Dove si ferma la tecnologia
Dopo l’incendio del giugno 2002 che colpì le pendici del Montalbo di Lula (Nuoro), in cui perse la vita l’agricoltore Deledda mentre a bordo del suo trattore cercava di impedire alle fiamme di distruggere la sua azienda, ho ricevuto dall’amico Domenico Ruju, noto fotografo naturalista questa immagine – ne riporto una scannerizzazione che purtroppo fa perdere molti particolari – in cui viene evidenziata in tutta la sua forza, la debolezza della risposta “tecnologica” agli incendi boschivi.

Una piccola libellula, al confronto della dimensione delle fiamme, eppure quell’insetto che lancia acqua sul fuoco è il famoso Helitanker Sikorsky, non ricordo se avesse nome di battaglia “Hulk” o “Camilla”. Un gigante dell’aria, arrivato dall’Oregon in virtù di un accordo tra la Protezione Civile e la Regione sarda, per sperimentare nuove tecniche contundenti nell’attacco agli incendi.

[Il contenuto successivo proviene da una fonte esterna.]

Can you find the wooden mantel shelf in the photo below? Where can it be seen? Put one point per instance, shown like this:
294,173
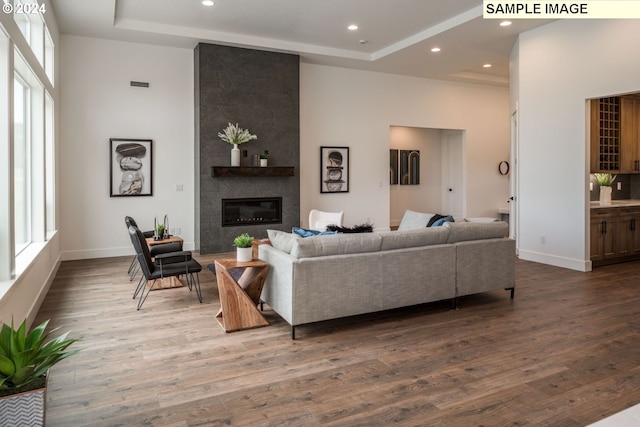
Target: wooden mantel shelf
220,171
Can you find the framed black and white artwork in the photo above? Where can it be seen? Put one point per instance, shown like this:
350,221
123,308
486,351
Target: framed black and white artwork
409,167
334,169
130,167
393,167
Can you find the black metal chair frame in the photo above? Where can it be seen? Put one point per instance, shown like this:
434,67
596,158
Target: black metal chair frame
163,266
134,267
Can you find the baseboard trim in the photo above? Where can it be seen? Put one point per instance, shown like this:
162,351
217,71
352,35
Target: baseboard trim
572,264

Io stesso ho avuto l’onore nel 1999 di volare per 120 ore a bordo della cabina di controllo per misurare tempi di lavoro ed efficacia. Da tutti un unanime riconoscimento di efficacia nelle operazioni, data la sua versatilità a rifornirsi di acqua in piccoli laghetti collinari e la capacità di operare dentro strette valli e canyon a stretto contatto con gli operatori a terra.
Eppure…..La crudezza della foto ci fa vedere che la corsa alla tecnologia non è la risposta, o non è la sola risposta possibile: l’estinzione delle fiamme deve essere fatta con i mezzi migliori e più sicuri per gli operatori a terra, ma è evidente che le fiamme hanno il loro decorso naturale, in presenza di combustibili vegetali e condizioni meteo e morfologiche favorevoli allo sviluppo e propagazione dell’incendio.Da tempo andiamo dicendo che possiamo agire solo su un elemento del triangolo del fuoco: non sulle forme della terra, non sulle condizioni meteo, ma solo sui vegetali, gestendoli con attenzione in modo che l’impatto delle fiamme probabili non si trasformi in una gigantesca esplosione incontrollabile.La prevenzione – parolina magica – deve trovare contenuti pratici e concreti: evitare incendi simili è possibile operando sulla struttura del bosco, riducendo la componente arbustiva a favore di alberi alti e ben distanziati in modo da non permettere l’incendio di chioma. In poche parole, gestione attiva, selvicoltura preventiva, il contrario dell’abbandono. Possiamo “lasciare fare alla natura” rendendo i boschi più resilienti e resistenti, con la possibilità di trarre un giusto reddito e soprattutto che nessun debba morire per salvare i propri beni.